I evaluated responses by reading each one and judging its quality. This is a qualitative approach, which felt right given the small number of prompts being tested. It’s a tricky task to evaluate LLM responses and requires some thought if I want to build some quantitative metrics! This is something to think more carefully about in later stages of the project. For example, when building the final chatbot it may be useful to use an LLM as a judge.

Step 4




Results

GPT-2

  • Often repeats the prompt before responding

  • Responses are frequently off-topic

  • Not well suited for instruction-based prompts

DialoGPT

  • Frequently echoes the prompt

  • Sometimes fails to produce a response at all

  • Best suited for informal chat, not instructions

FLAN-T5

  • Performs best overall

  • Does not echo the prompt or role

  • Responds to all prompts

  • Occasionally brief or repetitive responses




Main Takeaways

Prompt Echoing

Prompt echoing was common in GPT-2 and DialoGPT.

I initially tried removing the role from the prompt, thinking it might be causing the issue, but this didn’t help. The models continued to repeat the input regardless. This behaviour makes sense when considering training data:

  • GPT-2 is designed to continue text, not follow instructions

  • DialoGPT was trained on Reddit conversations, where mirroring input is common

The models were behaving as expected based on their design.
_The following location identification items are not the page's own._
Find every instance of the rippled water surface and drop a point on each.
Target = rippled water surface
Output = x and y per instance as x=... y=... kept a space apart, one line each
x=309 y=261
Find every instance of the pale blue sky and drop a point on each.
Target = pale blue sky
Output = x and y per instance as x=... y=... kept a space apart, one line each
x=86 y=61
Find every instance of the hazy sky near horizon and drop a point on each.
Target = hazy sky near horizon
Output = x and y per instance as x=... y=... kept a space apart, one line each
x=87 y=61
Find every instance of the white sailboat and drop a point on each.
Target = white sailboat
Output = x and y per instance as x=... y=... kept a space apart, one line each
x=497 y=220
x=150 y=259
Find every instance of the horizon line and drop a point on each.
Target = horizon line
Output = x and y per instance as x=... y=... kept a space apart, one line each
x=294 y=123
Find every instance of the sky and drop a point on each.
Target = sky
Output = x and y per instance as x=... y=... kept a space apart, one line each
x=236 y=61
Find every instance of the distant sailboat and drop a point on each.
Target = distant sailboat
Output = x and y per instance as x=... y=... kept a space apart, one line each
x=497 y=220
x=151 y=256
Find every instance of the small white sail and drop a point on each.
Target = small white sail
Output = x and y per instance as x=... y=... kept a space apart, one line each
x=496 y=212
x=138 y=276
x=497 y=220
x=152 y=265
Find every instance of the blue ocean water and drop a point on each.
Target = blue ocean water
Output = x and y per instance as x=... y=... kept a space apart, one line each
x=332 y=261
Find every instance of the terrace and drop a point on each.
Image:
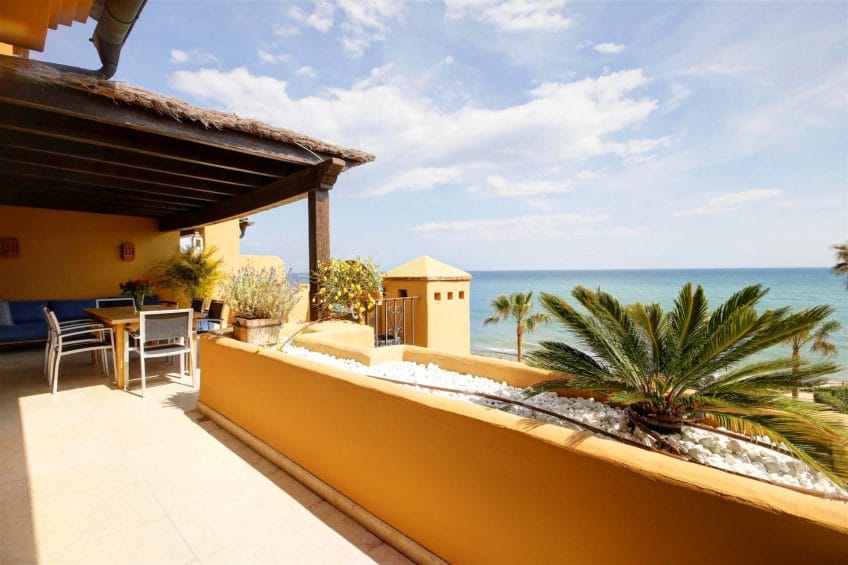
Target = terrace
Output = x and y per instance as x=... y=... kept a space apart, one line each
x=277 y=458
x=94 y=475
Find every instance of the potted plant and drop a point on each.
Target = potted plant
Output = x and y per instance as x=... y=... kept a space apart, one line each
x=348 y=288
x=192 y=273
x=260 y=300
x=138 y=289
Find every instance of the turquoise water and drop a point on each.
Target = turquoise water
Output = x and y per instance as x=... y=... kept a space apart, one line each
x=798 y=288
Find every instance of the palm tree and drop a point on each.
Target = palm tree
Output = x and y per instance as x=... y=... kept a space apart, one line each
x=690 y=365
x=519 y=307
x=819 y=336
x=840 y=268
x=192 y=273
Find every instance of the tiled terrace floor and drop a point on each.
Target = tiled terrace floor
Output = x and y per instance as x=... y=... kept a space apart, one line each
x=98 y=475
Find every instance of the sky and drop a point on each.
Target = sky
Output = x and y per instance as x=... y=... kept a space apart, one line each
x=531 y=134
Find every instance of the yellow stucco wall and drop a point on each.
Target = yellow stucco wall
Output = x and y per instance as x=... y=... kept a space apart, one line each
x=225 y=236
x=476 y=485
x=443 y=324
x=76 y=254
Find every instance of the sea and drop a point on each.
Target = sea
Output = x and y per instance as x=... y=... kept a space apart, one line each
x=798 y=288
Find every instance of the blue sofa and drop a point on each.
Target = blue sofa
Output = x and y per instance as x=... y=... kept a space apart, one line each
x=28 y=321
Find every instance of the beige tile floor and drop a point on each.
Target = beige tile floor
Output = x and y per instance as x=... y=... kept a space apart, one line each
x=98 y=475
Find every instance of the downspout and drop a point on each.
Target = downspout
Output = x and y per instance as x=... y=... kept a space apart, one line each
x=115 y=20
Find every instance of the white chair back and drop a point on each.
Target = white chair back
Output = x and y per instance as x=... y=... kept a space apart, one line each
x=165 y=325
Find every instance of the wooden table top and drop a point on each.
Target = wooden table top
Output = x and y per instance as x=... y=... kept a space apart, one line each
x=127 y=314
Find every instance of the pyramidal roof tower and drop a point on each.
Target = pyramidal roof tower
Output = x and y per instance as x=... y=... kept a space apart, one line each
x=439 y=316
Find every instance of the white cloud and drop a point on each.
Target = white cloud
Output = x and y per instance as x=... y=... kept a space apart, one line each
x=609 y=48
x=192 y=56
x=281 y=30
x=717 y=68
x=531 y=226
x=511 y=15
x=387 y=114
x=730 y=202
x=422 y=178
x=267 y=56
x=320 y=19
x=499 y=186
x=362 y=22
x=306 y=71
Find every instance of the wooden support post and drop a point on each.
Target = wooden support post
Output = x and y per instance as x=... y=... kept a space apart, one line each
x=319 y=223
x=319 y=240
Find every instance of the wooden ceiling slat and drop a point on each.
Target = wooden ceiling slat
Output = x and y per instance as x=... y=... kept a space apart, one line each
x=127 y=158
x=48 y=174
x=23 y=92
x=12 y=178
x=288 y=189
x=83 y=166
x=80 y=131
x=105 y=135
x=24 y=184
x=38 y=200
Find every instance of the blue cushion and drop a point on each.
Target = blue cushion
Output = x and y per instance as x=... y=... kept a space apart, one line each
x=71 y=309
x=23 y=332
x=27 y=311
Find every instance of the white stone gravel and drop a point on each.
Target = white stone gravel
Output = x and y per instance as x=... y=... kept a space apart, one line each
x=713 y=449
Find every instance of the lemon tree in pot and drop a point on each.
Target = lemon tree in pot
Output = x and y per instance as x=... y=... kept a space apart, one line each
x=348 y=288
x=260 y=300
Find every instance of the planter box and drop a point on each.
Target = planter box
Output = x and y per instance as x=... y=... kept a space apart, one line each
x=477 y=485
x=263 y=331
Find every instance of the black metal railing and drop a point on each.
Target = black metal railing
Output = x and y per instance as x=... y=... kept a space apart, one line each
x=393 y=320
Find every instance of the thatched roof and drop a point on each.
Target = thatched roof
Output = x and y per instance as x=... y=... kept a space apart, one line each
x=173 y=107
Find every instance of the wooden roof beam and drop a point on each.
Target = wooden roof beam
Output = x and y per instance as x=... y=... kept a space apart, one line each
x=277 y=193
x=24 y=92
x=44 y=175
x=79 y=130
x=125 y=158
x=85 y=167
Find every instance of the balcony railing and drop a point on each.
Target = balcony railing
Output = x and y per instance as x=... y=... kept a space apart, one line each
x=393 y=320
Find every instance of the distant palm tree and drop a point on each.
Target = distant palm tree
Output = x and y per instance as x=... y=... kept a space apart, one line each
x=841 y=266
x=817 y=336
x=688 y=365
x=519 y=307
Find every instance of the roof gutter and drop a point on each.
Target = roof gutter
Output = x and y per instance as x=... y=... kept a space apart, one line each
x=115 y=20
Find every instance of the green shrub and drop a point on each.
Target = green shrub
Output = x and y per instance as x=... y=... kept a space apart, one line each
x=835 y=397
x=259 y=293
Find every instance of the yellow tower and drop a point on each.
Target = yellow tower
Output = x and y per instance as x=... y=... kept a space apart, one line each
x=442 y=318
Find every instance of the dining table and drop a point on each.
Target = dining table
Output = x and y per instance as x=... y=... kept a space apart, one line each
x=119 y=318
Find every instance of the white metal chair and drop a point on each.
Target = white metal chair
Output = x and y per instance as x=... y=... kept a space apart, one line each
x=66 y=326
x=172 y=329
x=76 y=340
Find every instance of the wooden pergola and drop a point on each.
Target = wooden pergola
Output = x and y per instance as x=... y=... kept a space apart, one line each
x=70 y=141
Instruction Tuning Matters

FLAN-T5, despite also being a small model, handled prompts much better.

Instruction tuning clearly improves response relevance and reduces prompt echoing.

Speed vs Quality Trade-off

  • Smaller models load quickly but struggle with instructions and output quality

  • Instruction-tuned models give better responses but may require more compute

This is an important trade-off to consider when moving towards a RAG chatbot.




Web App Demo

As a final part of this phase, I wanted to test how to deploy the best-performing model using Streamlit. Below is a quick demo: The model performs okay but as mentioned earlier, I will need a larger model with more parameters to return high quality responses. This phase was mainly about understanding chatbots and exploring the full end-to-end workflow!




Summary

This was a quick experiment with relatively low implementation efforts but I’ve already learned a lot about how chatbots actually work! Before this, I hadn’t really considered how different chatbot models can be. Naively, I assumed that most chatbots operated in a similar way and all were designed to answer similar prompts. One of the biggest takeaways was understanding prompt echoing and why it happens, especially in smaller or non-instruction-tuned models. I feel much more confident and better prepared to move on to the next stage: choosing the right model and processing documents for the RAG chatbot.